De haute lutte, Ambai

Ecrit par Patryck Froissart 10.04.15 dans La Une LivresLes LivresCritiquesAsieNouvellesZulma

De haute lutte, février 2015, traduit du tamoul par Dominique Vitalyos et Krishna Nagarathinam, 215 pages, 18 €

Ecrivain(s): Ambai Edition: Zulma

De haute lutte, Ambai

 

Ce recueil incisif rassemble quatre nouvelles, qu’on pourrait presque qualifier de romans par leur longueur, par le nombre des fragments constitutifs de leur déroulement narratif, par l’amplitude spatio-temporelle de l’intrigue et par la richesse contextuelle de l’histoire individuelle de leur personnage principal.

Le manuscrit : Chentamarai baigne depuis l’enfance dans un milieu d’artistes où sa mère, Tirumakal, une universitaire férue de littérature, de poésie, de chansons et musiques classiques indiennes qui tient salon tous les vendredis, ayant quitté son mari, fait figure de femme libre au sein d’une société dominée par les hommes.
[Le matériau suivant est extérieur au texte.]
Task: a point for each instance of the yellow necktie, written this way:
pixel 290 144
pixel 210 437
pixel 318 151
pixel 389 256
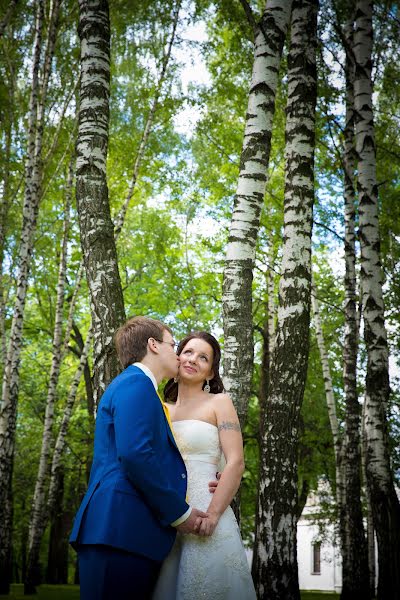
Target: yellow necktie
pixel 167 415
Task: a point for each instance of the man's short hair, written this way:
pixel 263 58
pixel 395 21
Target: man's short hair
pixel 131 338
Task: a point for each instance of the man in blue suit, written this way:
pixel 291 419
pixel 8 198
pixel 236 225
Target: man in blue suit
pixel 135 501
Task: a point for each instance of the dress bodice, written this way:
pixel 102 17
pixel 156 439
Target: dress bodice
pixel 199 567
pixel 197 440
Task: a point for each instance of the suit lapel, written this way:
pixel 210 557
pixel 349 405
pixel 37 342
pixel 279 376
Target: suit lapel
pixel 168 420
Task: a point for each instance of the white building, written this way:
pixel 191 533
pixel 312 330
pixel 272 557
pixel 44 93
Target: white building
pixel 318 548
pixel 318 555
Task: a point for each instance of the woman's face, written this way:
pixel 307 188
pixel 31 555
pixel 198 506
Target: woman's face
pixel 196 361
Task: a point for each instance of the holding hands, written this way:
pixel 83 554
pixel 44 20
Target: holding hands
pixel 193 523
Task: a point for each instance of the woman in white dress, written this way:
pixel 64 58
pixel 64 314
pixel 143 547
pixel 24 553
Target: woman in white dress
pixel 212 565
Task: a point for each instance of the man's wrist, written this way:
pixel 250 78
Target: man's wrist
pixel 182 518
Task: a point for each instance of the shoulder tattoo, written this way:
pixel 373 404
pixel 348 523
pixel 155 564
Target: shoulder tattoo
pixel 225 425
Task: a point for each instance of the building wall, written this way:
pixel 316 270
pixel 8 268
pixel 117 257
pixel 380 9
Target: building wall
pixel 330 576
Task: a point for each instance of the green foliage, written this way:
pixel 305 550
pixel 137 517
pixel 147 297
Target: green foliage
pixel 172 246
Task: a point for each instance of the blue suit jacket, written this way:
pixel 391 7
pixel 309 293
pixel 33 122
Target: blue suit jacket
pixel 138 482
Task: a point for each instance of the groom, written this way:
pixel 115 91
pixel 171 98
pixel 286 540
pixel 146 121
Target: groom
pixel 135 502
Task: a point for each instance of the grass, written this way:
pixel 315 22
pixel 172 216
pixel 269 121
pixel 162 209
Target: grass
pixel 45 592
pixel 319 596
pixel 71 592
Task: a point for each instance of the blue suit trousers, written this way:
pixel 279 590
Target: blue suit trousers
pixel 107 573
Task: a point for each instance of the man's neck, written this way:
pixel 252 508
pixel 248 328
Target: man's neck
pixel 154 368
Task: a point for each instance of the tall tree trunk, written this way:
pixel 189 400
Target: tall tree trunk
pixel 270 35
pixel 56 464
pixel 96 227
pixel 355 572
pixel 277 552
pixel 330 401
pixel 262 394
pixel 38 516
pixel 8 409
pixel 5 20
pixel 57 560
pixel 385 504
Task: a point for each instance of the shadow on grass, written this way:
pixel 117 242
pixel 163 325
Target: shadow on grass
pixel 71 592
pixel 45 592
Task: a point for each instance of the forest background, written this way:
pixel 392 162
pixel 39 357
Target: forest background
pixel 180 79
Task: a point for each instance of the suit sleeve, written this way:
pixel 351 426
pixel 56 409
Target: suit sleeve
pixel 137 412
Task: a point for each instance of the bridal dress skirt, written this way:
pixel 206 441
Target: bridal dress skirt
pixel 214 567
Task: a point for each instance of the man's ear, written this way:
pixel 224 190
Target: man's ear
pixel 152 346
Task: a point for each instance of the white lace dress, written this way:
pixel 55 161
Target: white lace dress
pixel 213 567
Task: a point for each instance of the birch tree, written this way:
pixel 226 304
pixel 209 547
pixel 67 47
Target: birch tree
pixel 38 517
pixel 96 227
pixel 8 412
pixel 269 37
pixel 276 551
pixel 385 504
pixel 355 577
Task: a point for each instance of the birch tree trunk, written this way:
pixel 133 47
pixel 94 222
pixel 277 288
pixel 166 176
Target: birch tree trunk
pixel 330 400
pixel 96 227
pixel 270 35
pixel 8 409
pixel 56 464
pixel 277 552
pixel 385 504
pixel 355 571
pixel 38 516
pixel 5 20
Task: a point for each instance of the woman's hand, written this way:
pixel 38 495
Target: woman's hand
pixel 208 525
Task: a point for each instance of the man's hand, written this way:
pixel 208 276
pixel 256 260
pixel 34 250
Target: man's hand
pixel 193 522
pixel 208 525
pixel 212 485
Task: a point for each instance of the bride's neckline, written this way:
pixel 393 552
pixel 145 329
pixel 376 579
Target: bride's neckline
pixel 195 420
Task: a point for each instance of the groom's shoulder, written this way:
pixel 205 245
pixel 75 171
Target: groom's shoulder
pixel 132 375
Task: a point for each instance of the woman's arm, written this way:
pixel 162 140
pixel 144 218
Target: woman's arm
pixel 232 447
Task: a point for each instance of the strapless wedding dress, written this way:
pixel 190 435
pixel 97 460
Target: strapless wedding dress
pixel 214 567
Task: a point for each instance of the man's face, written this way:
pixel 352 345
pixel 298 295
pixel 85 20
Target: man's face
pixel 169 359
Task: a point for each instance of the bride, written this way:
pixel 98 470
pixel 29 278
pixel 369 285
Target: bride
pixel 212 565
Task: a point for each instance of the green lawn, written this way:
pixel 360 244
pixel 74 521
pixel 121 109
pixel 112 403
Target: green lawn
pixel 45 592
pixel 71 592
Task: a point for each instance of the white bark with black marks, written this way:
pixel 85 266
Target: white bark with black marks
pixel 355 572
pixel 38 515
pixel 277 542
pixel 385 504
pixel 10 385
pixel 270 35
pixel 96 227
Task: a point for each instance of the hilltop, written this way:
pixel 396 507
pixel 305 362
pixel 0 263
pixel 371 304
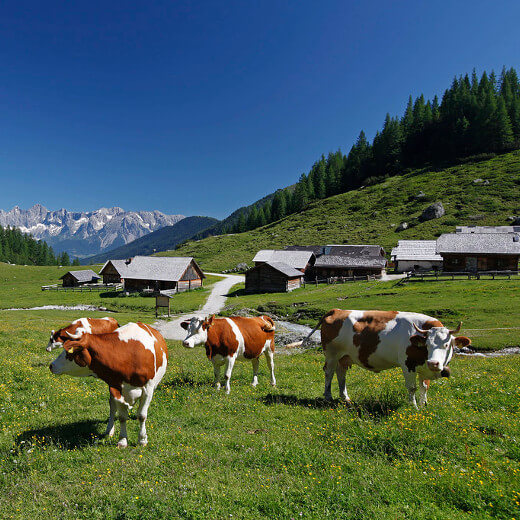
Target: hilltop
pixel 371 214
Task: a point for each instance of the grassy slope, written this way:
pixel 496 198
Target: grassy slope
pixel 20 287
pixel 482 305
pixel 371 215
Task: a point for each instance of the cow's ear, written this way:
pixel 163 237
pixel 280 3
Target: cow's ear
pixel 418 341
pixel 185 325
pixel 462 341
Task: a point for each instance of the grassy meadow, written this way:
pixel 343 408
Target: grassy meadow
pixel 371 215
pixel 266 452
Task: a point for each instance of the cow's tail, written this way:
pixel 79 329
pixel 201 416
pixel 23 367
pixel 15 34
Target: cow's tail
pixel 269 325
pixel 306 340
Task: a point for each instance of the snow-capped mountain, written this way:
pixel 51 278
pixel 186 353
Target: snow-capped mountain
pixel 86 233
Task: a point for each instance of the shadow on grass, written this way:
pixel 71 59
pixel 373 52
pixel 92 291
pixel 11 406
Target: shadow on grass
pixel 63 436
pixel 184 381
pixel 381 406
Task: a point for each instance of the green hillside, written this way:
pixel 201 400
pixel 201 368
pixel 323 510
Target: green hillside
pixel 371 214
pixel 165 238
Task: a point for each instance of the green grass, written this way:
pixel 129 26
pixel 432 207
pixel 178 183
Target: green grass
pixel 480 304
pixel 372 214
pixel 258 453
pixel 20 287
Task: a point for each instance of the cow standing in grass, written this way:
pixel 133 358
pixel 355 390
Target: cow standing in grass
pixel 132 360
pixel 229 339
pixel 379 340
pixel 81 326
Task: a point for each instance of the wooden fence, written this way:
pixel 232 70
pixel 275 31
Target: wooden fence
pixel 443 276
pixel 85 288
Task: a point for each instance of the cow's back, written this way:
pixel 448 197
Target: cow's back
pixel 375 340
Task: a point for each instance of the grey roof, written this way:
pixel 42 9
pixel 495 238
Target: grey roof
pixel 296 259
pixel 487 229
pixel 350 261
pixel 317 250
pixel 85 275
pixel 416 250
pixel 491 243
pixel 354 250
pixel 285 269
pixel 169 269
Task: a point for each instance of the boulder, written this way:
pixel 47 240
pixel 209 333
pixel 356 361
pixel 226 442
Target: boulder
pixel 436 210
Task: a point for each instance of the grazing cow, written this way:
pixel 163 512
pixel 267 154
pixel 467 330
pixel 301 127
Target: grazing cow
pixel 229 339
pixel 81 326
pixel 132 360
pixel 379 340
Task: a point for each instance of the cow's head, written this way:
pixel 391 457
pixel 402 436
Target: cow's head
pixel 440 342
pixel 74 360
pixel 55 340
pixel 197 329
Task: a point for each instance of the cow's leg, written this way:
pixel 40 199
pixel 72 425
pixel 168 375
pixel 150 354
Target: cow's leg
pixel 230 362
pixel 329 369
pixel 410 381
pixel 424 384
pixel 341 370
pixel 111 419
pixel 122 411
pixel 256 363
pixel 216 372
pixel 142 414
pixel 269 357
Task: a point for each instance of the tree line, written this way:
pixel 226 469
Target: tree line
pixel 475 116
pixel 19 248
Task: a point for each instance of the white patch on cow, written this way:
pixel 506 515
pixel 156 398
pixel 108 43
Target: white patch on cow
pixel 239 337
pixel 132 331
pixel 62 365
pixel 84 326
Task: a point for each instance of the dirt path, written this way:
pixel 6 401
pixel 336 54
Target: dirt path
pixel 215 302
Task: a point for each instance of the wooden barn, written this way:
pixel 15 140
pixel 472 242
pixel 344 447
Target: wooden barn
pixel 416 255
pixel 474 252
pixel 77 278
pixel 273 277
pixel 301 260
pixel 156 273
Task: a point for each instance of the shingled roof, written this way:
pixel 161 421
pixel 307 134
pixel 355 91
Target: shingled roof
pixel 296 259
pixel 350 261
pixel 416 250
pixel 168 269
pixel 479 243
pixel 85 275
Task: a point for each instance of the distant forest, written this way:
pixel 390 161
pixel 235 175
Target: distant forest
pixel 476 117
pixel 18 248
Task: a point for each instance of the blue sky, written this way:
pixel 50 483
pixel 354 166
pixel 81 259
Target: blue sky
pixel 202 107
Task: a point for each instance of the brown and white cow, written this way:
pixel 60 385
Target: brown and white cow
pixel 132 360
pixel 229 339
pixel 379 340
pixel 81 326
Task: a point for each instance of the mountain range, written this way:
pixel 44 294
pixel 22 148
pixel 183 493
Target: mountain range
pixel 84 234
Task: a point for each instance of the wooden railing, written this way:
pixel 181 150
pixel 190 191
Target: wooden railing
pixel 447 275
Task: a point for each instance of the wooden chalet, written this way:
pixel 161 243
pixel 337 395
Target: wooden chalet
pixel 300 260
pixel 78 278
pixel 273 277
pixel 472 252
pixel 155 273
pixel 416 255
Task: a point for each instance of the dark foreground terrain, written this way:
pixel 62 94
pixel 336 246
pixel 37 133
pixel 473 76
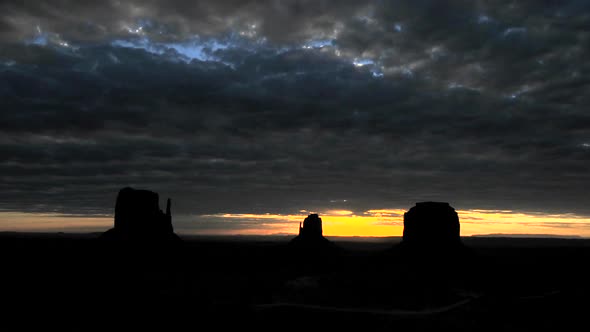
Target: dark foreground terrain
pixel 77 283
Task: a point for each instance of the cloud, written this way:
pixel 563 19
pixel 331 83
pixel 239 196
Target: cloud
pixel 255 107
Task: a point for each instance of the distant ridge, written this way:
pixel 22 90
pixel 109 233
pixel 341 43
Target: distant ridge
pixel 530 236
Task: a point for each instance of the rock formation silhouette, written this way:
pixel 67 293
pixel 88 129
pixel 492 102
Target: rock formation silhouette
pixel 138 217
pixel 432 226
pixel 310 232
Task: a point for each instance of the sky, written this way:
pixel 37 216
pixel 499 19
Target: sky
pixel 251 114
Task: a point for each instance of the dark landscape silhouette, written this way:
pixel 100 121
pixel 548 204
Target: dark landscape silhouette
pixel 126 279
pixel 311 234
pixel 138 218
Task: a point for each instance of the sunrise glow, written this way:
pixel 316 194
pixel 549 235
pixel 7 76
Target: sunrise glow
pixel 372 223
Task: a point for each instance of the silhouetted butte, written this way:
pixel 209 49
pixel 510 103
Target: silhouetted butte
pixel 138 217
pixel 310 233
pixel 432 224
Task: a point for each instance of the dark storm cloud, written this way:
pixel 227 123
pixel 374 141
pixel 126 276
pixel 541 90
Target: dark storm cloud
pixel 254 106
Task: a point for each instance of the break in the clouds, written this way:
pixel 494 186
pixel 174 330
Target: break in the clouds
pixel 278 106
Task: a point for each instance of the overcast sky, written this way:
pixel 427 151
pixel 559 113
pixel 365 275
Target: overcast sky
pixel 279 106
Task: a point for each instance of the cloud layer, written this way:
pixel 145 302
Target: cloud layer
pixel 278 106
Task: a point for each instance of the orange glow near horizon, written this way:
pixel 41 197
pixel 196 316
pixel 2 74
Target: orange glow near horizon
pixel 373 223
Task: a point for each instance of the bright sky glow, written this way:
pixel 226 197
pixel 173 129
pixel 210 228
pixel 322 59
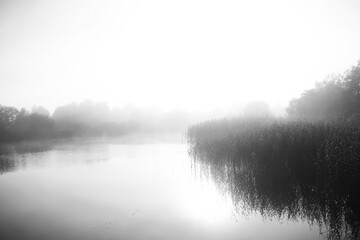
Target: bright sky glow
pixel 170 54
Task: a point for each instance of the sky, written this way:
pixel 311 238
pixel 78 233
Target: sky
pixel 186 54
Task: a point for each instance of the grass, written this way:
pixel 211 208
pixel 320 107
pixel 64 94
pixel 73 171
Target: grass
pixel 295 168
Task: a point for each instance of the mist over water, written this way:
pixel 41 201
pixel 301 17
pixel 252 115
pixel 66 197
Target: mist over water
pixel 111 191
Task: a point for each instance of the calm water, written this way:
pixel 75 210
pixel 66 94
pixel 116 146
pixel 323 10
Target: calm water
pixel 119 191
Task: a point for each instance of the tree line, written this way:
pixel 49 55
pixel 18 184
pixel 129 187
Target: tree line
pixel 336 96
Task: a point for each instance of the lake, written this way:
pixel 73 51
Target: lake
pixel 115 190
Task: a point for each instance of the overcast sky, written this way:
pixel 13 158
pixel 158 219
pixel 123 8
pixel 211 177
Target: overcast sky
pixel 170 54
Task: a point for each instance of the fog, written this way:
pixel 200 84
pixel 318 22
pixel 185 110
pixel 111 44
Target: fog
pixel 191 119
pixel 192 55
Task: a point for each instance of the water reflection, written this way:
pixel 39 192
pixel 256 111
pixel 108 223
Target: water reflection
pixel 278 190
pixel 145 191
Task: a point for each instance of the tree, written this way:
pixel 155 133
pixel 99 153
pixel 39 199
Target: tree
pixel 257 108
pixel 337 96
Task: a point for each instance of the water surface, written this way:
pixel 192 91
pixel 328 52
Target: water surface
pixel 84 190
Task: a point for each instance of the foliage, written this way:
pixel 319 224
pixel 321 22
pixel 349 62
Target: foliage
pixel 287 168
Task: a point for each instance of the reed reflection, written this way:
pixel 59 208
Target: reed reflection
pixel 14 157
pixel 279 189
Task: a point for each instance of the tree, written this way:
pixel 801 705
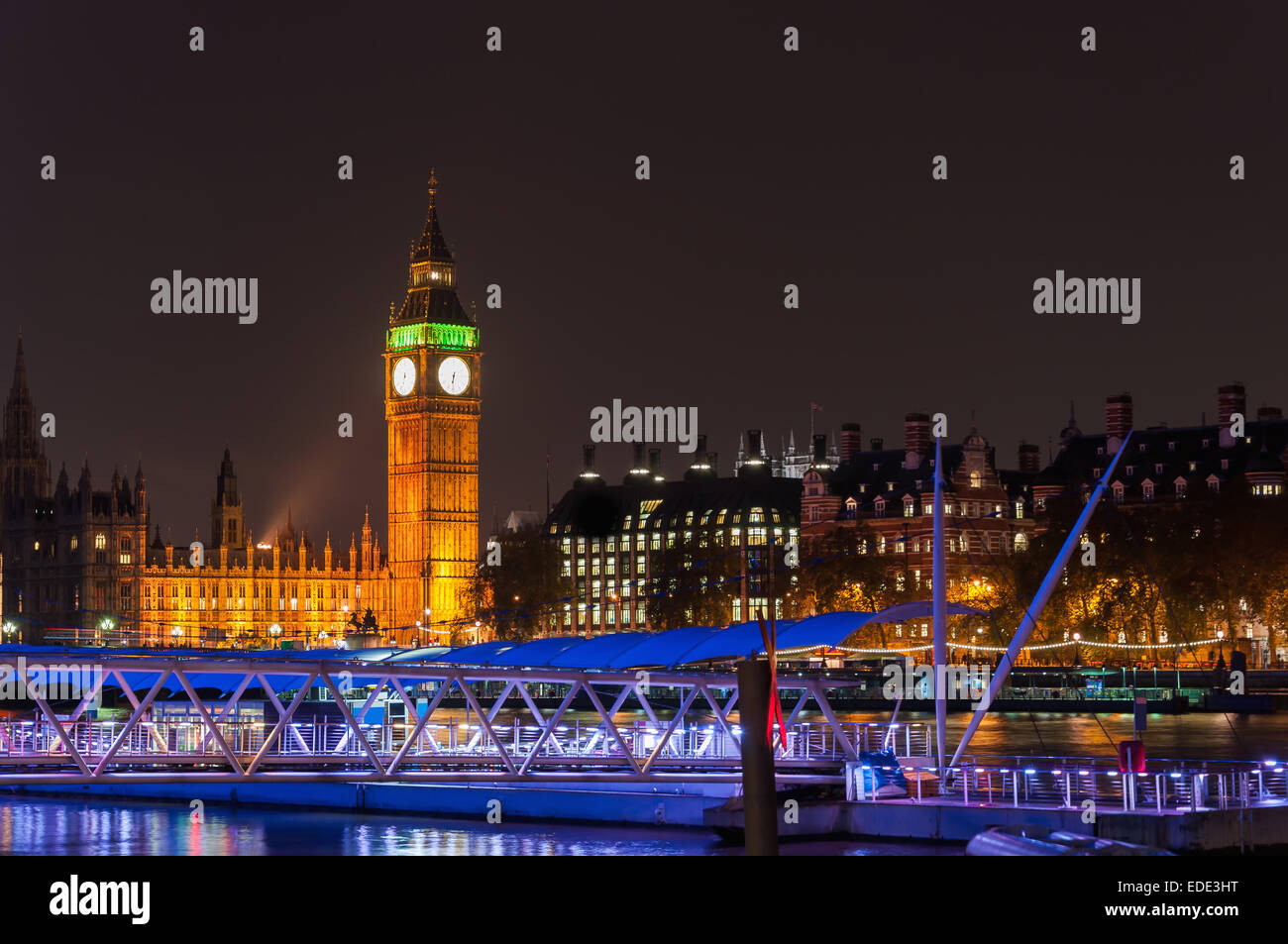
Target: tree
pixel 520 597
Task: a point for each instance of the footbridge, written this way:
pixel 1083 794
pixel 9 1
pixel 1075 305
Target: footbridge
pixel 407 715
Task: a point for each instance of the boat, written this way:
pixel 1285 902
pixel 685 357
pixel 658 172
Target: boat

Chentamarai découvre un jour un manuscrit dans lequel sa mère raconte les difficultés et humiliations qu’elle a connues dans sa vie conjugale, dans sa relation avec son époux.

Mais dites-moi, qu’y a-t-il de révolutionnaire à dire qu’une veuve ne peut espérer retrouver l’accès à une vie digne de ce nom qu’en se remariant ? […] Quand vous affirmez qu’il est nécessaire de lui associer un homme pour lui offrir une nouvelle vie, c’est comme si vous disiez qu’elle doit toujours rester sous le contrôle d’un représentant du genre masculin…

Les ailes brisées : Chaya, « mince comme une liane », a été mariée à un homme gras, autoritaire et avare. Nourrie de films tamouls, elle rêve de lois qui lui permettraient de vivre autrement sa vie d’épouse, ou de femme qui aurait l’audace de se libérer de l’emprise d’un époux dont elle supporte de moins en moins le comportement mesquin et méchant, et la pingrerie qui peu à peu contamine leur fils et même, à sa grande horreur, finit, par contagion, par l’atteindre elle-même.

Il m’a transmis son obsession de l’argent… Pourquoi est-ce que je me suis mariée ? Le mariage, pour la femme, dénonce la narratrice, est la totale dépossession de soi.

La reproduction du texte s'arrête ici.